Crude oil, which accounts for about half the price of gasoline at the pump, rose past $60 a barrel in New York futures trading. That bolstered the stance of analysts who had been predicting that retail fuel prices were poised to rebound.
In California, the statewide average cost of self-serve regular fell 3.8 cents over the week to $2.396 a gallon Monday, according to the government's weekly survey. The price drop was the smallest of 12 straight weeks of declines in California.
A sprinkling of Southern California gas stations were selling regular for $2.11 a gallon or less Monday, according to listings compiled by Gasbuddy.com.
The nationwide average fell 1.8 cents to $2.20 a gallon, reversing course after a small uptick the previous week. Among the cities and states surveyed by the Energy Department, Houston posted the lowest average at $2 a gallon.
A year earlier, California's average gasoline price was 26.3 cents higher and the U.S. average was 17.6 cents higher.
On Monday, light, sweet crude for December delivery traded as high as $60.56 before closing at $60.02 a barrel, up 88 cents on the New York Mercantile Exchange. Traders attributed the increase to renewed violence in Nigeria's southern oil region as well as speculation that there would be more production cuts among members of the Organization of the Petroleum Exporting Countries next month.
OPEC ministers held an emergency meeting last month in an attempt to halt a dramatic slide in oil prices, which fell more than 20% after hitting a peak above $78 a barrel in July. At the meeting, OPEC members agreed to cut output by 1.2 million barrels per day starting Nov. 1, but Saudi Oil Minister Ali Ibrahim Naimi told reporters Monday that further reductions might be necessary to put the oil market "in balance."

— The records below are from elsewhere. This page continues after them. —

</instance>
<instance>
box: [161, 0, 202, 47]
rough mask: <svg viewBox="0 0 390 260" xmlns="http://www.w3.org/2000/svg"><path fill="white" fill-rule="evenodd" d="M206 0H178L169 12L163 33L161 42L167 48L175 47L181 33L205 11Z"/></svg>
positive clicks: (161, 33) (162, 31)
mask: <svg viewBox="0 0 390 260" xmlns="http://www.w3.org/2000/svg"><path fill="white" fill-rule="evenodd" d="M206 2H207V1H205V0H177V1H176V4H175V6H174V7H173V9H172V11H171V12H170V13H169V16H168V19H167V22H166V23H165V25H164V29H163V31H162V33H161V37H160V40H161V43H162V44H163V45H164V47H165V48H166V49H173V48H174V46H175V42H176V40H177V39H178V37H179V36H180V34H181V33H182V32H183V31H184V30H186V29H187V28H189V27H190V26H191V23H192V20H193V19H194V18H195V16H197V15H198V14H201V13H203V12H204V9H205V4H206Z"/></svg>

Stephen Leeb, editor of a monthly investment newsletter, is among those who see higher prices ahead for oil and gasoline. Leeb said his forecast wasn't tied to today's elections, which some have theorized were a factor in the fuel-price decline of recent months.
"I think they're going to rise. Not necessarily because they were overtly manipulated but because inventories have been going down and you're now going to see OPEC cuts kick in," said Leeb, who wrote "The Oil Factor," a book predicting an era of turbulent oil prices. "The rhetoric from OPEC is that they are pretty determined to keep oil around $60."
Tensions over Iran's nuclear program are likely to heat up as well, he said. "By the end of the year $70 to $75 oil is more likely than $50 or $55. Gasoline will go back up to $2.70 or so."
Tom Kloza, the chief oil analyst at Oil Price Information Service, sees the next few months differently.
"The big moves for 2006 are over," Kloza said. "We're not going to see a big rise after the election. I wouldn't give anyone in politics that much credit."
He sees gasoline prices leveling off nationwide, with no big swings through the rest of the year. Kloza believes the trend will be the same in California, even though the wholesale gasoline price shot up more than 20 cents a gallon last week on the Los Angeles spot market -- often an indicator of future retail prices.
"I'm inclined to believe that this is not the beginning of a big move up," he said of the spot price jump. Lower seasonal demand was one of the factors behind the cooling prices, Kloza said.
"It's very difficult for high prices to be sustained in November, December and January, even in California."